I have an application using SQLDependency. I want to display the most recent row inserted into a database table to the user when a new row is inserted.
This works as expected when my query is a simple select statement, but given that I want to display the most recently inserted row, I wrote my query as a SELECT TOP
statement. This caused multiple exceptions. Upon review of this question I learned that TOP
is not valid with SQLDependency so I will have to find some other solution.
This made me wonder two things:
A) What is the reason for SQLDependency not supporting the TOP
expression?
B) The solution I came up with is ordering the results based on id and just displaying the last one. This works fine, but my table has very few rows currently. I'm using a dataset, so I anticipate it slowing down once more rows are inserted - which was why I wanted to limit the query to only the most recent row. Is there a better way to do this?
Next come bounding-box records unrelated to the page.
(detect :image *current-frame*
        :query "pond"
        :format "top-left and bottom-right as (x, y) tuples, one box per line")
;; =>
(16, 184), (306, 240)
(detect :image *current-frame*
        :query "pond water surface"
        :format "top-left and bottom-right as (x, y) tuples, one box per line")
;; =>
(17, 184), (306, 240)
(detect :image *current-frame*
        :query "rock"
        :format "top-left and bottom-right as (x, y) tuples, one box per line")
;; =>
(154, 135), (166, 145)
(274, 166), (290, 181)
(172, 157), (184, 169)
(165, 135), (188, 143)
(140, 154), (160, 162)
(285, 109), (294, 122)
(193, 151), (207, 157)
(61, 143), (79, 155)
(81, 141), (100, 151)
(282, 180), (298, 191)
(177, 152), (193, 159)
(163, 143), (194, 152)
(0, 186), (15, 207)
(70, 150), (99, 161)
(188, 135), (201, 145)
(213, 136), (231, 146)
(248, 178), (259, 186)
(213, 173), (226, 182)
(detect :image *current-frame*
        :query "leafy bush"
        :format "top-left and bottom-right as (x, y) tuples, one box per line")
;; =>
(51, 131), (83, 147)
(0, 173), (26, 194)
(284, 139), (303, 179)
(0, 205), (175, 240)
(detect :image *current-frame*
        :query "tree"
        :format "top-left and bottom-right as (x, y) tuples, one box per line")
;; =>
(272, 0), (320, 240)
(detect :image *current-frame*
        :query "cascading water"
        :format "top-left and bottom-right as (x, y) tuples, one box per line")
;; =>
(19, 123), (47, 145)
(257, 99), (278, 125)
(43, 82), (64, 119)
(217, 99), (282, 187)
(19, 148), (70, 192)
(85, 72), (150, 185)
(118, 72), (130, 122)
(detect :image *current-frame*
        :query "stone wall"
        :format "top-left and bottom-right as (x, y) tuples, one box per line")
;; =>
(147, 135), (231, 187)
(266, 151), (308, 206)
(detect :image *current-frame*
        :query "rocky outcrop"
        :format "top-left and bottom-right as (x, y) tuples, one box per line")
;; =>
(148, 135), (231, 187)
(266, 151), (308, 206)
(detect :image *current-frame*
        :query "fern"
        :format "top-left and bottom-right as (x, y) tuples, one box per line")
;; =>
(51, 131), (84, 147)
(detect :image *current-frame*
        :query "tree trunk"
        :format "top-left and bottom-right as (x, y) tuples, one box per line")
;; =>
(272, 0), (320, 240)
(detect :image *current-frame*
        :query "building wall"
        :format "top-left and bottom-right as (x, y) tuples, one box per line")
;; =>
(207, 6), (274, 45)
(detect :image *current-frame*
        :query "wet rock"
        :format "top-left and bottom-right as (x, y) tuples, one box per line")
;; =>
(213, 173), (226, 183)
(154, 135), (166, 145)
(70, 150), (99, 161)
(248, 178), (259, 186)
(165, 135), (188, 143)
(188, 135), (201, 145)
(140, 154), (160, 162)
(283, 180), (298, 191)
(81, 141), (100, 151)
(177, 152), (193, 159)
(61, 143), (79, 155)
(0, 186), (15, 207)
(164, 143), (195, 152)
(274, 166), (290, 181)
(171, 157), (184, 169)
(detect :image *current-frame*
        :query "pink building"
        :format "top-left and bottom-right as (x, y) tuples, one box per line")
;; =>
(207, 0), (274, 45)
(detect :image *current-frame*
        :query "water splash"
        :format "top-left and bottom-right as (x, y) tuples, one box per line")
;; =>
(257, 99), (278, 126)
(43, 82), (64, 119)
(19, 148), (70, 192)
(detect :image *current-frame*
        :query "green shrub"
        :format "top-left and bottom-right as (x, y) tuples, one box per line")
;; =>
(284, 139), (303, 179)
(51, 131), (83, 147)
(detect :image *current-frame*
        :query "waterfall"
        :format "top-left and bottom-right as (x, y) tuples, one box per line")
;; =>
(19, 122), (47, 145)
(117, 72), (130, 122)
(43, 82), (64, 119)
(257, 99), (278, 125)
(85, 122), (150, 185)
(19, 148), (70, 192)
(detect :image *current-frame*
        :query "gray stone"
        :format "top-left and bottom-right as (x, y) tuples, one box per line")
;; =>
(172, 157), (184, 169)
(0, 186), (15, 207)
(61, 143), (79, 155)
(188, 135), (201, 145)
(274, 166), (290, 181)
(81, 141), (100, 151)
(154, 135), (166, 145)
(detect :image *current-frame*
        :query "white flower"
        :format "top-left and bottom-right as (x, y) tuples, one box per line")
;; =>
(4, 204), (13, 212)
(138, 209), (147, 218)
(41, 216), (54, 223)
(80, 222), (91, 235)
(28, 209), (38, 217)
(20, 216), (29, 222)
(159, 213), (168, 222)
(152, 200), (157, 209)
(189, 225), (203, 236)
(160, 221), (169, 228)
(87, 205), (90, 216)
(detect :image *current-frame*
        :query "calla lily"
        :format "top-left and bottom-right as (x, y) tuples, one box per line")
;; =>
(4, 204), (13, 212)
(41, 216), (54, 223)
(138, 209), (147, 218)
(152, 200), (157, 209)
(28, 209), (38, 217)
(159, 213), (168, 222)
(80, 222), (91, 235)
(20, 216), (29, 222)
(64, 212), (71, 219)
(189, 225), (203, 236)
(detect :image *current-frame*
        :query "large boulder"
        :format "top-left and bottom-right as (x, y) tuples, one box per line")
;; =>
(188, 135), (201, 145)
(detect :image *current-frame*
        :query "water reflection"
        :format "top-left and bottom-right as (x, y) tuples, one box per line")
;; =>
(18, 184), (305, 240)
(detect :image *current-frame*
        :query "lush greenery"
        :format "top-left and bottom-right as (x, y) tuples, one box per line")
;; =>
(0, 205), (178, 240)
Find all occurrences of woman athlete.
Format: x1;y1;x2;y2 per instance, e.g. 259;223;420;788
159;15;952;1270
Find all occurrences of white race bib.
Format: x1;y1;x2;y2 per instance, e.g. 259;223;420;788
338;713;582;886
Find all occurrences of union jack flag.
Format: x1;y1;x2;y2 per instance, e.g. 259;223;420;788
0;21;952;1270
This article explains how Query Notifications technology leverages the indexed views technology and therefore it has the same restrictions. In order to create an efficient indexed view one has to be able to update the index only from the current update, w/o looking at any other row in the table. If the TOP would be allowed then the million dollar question is: if you delete a row that was in the TOP which row should take its place? Answering this would require to search in the table another row that should be now included in the TOP indexed view, instead of the deleted one. Therefore and indexed views containing TOP (or, for the matter, MAX or MIN which suffer from the very same problem) cannot be maintained efficiently and are not permitted.
You can detect that a row was inserted by querying COUNT_BIG(*)
. Once you're notified that the count has changed, querying for the newly inserted row is trivial. You will also be notified on DELETES (ie. false positives).